"I love opera," Sir Peter replies, "but not when it's merely the stimulus for some idiot director to masturbate over." In more parliamentary language, he goes on to explain that he is sick and tired of seeing directors gratuitously superimposing their ideas on his original intention. Surprisingly, he doesn't include in this the notorious Peter Sellars (whose Americanised "Flute on a freeway" was famously responsible for the first recorded outbreak of booing at the Glyndebourne Opera House). "When he did The Lighthouse, he came up with ideas I had never thought of. But we'd had long discussions, and I learned a great deal from what he did. No, the rock-bottom moment for me was when Opera Factory and the London Sinfonietta did Eight Songs for a Mad King, with the king seated naked on the lavatory, smearing himself with turds, and throwing them around. I gather the director's idea was to make this relevant to the `dirty protests' in Northern Ireland. Well, if I'd wanted to write a piece about that I would have done so, but this wasn't that piece. We had had no discussion - it was a fait accompli which I only heard about when it was on stage." Can't he demand control? "Maybe for the first performance, but then it's out of your hands. People have the right to mess about. It's as if you wrote a symphony and the conductor decided to transpose your flute line and give it to a tuba. When you've not only written the music but done your own libretto, you feel - strange."
But he has high hopes of the new production of Resurrection - or hopes, at least, that it will be an improvement on the premiere: "When it was first done in Darmstadt it was compromised by being set in a TV studio, so that you didn't know what was going on. The libretto is clear: at its close, when the resurrection takes place and the patient becomes this huge creature with a sexual organ that turns into a gun, things must be raw and sharp. If you're going to be rude, then for god's sake be rude! Do it with conviction!"

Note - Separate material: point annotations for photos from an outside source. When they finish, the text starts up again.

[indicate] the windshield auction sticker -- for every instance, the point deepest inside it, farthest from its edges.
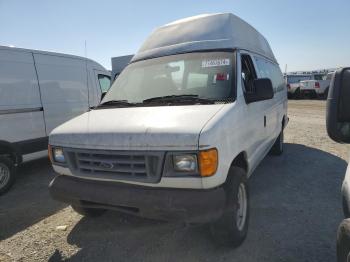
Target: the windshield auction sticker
(215, 62)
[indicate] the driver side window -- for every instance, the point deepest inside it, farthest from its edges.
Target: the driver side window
(248, 74)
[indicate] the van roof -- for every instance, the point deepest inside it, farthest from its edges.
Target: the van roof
(204, 32)
(34, 51)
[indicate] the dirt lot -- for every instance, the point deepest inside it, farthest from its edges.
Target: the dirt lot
(295, 210)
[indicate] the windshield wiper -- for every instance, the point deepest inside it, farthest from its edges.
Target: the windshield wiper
(115, 103)
(179, 98)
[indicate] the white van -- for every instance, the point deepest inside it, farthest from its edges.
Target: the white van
(39, 91)
(181, 129)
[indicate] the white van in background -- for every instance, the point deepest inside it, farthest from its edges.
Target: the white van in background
(40, 90)
(318, 86)
(180, 131)
(293, 83)
(118, 64)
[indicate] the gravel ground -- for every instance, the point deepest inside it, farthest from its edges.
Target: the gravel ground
(295, 211)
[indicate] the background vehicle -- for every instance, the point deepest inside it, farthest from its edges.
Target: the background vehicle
(203, 109)
(293, 83)
(38, 91)
(317, 87)
(338, 127)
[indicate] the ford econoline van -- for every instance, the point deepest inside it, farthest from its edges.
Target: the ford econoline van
(181, 129)
(40, 90)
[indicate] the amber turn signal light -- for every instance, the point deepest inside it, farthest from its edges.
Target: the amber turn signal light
(208, 162)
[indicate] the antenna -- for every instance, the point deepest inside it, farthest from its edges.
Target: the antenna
(87, 75)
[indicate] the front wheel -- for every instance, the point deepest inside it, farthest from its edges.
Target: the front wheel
(232, 228)
(7, 174)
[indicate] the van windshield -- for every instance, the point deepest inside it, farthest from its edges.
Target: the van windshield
(204, 75)
(293, 79)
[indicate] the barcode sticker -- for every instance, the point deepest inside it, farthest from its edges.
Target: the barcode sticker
(215, 62)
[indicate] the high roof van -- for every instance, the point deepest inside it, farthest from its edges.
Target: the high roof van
(181, 129)
(39, 91)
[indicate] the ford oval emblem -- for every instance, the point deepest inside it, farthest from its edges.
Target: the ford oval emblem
(107, 165)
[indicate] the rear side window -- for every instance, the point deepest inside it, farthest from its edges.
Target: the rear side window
(272, 71)
(248, 73)
(105, 83)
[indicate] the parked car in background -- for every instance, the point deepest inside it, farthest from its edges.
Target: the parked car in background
(317, 87)
(40, 90)
(293, 83)
(180, 131)
(338, 127)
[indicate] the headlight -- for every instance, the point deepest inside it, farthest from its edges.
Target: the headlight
(185, 163)
(58, 155)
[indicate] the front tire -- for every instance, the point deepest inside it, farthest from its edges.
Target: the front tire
(7, 174)
(88, 212)
(232, 228)
(343, 241)
(278, 147)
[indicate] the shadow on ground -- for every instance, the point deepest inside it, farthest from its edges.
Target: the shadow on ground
(28, 201)
(295, 211)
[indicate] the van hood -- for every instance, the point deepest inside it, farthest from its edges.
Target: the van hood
(136, 128)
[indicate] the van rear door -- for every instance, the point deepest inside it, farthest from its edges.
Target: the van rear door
(21, 112)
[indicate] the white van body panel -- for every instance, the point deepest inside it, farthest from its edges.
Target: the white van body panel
(21, 116)
(136, 128)
(233, 127)
(40, 90)
(63, 84)
(204, 32)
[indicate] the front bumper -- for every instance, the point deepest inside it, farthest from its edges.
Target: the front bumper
(185, 205)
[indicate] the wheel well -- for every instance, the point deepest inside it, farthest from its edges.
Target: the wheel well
(241, 161)
(7, 150)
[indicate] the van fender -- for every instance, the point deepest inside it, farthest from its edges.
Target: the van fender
(241, 160)
(11, 149)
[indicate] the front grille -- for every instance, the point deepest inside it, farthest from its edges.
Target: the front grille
(116, 165)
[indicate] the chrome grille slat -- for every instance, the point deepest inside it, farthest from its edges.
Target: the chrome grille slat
(119, 161)
(116, 165)
(118, 170)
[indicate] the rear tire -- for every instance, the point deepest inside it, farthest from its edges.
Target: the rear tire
(7, 174)
(278, 147)
(232, 228)
(343, 241)
(88, 212)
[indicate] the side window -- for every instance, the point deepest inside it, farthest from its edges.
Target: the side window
(248, 73)
(196, 80)
(272, 71)
(105, 83)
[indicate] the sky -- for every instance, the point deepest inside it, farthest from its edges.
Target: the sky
(304, 35)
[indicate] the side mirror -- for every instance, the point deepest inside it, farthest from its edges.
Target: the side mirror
(263, 90)
(103, 95)
(338, 107)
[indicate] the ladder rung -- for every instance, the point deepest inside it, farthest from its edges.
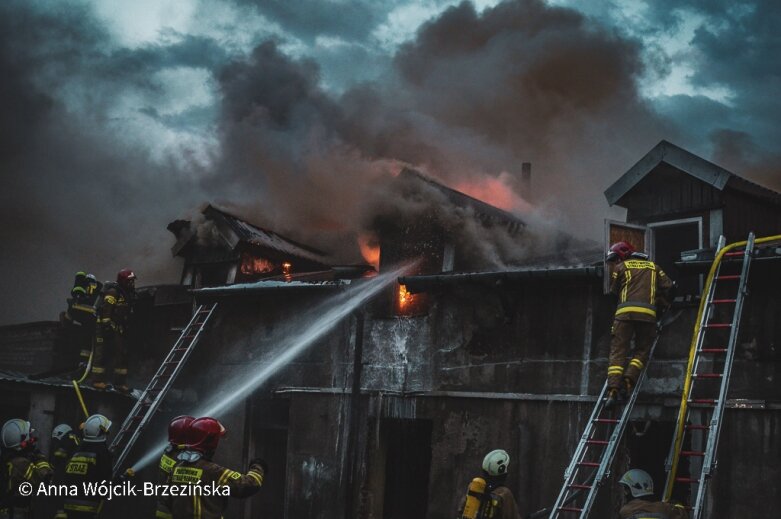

He sits erect and in repose, speaking almost in a whisper, as though concerned to save as much energy as possible for his real work: the pugnacity is carefully calculated. And he is no less pugnacious on musical politics, and on the "Stalinism" of Boulez. "I've got enormous respect for Boulez as a musician, but not as a dogmatist. When people spout dogma, you have to ask what inner uncertainties drive them to do so." But he concedes that he himself was once a Boulez-follower. "When you're young, it's healthy to feel part of some kind of revolution. But I realised pretty quickly that the revolution which had spawned Schoenberg, Stravinsky, and Bartok was hardening in the arteries - and that the political parallels with Stalin's perpetual revolution were obvious. From the beginning, I realised that I had to base my compositional technique on something which was going to last - and that learning techniques from classical and pre-classical composers was going to be essential.'
He's contemptuous of most of the music commissioned through the Arts Council / BBC axis in the Seventies and Eighties: very little of it, he says, survives even now. So who does he think will be listened to by future generations? "Henze - who was anathema to Boulez. And people will take a lot of pleasure in Lennox Berkeley - light pieces, but good. And Leonard Bernstein. West Side Story wasn't taken seriously, but it's a masterpiece. As Elisabeth Lutyens once said, the `new music' scene is a very tiny corner of the whole."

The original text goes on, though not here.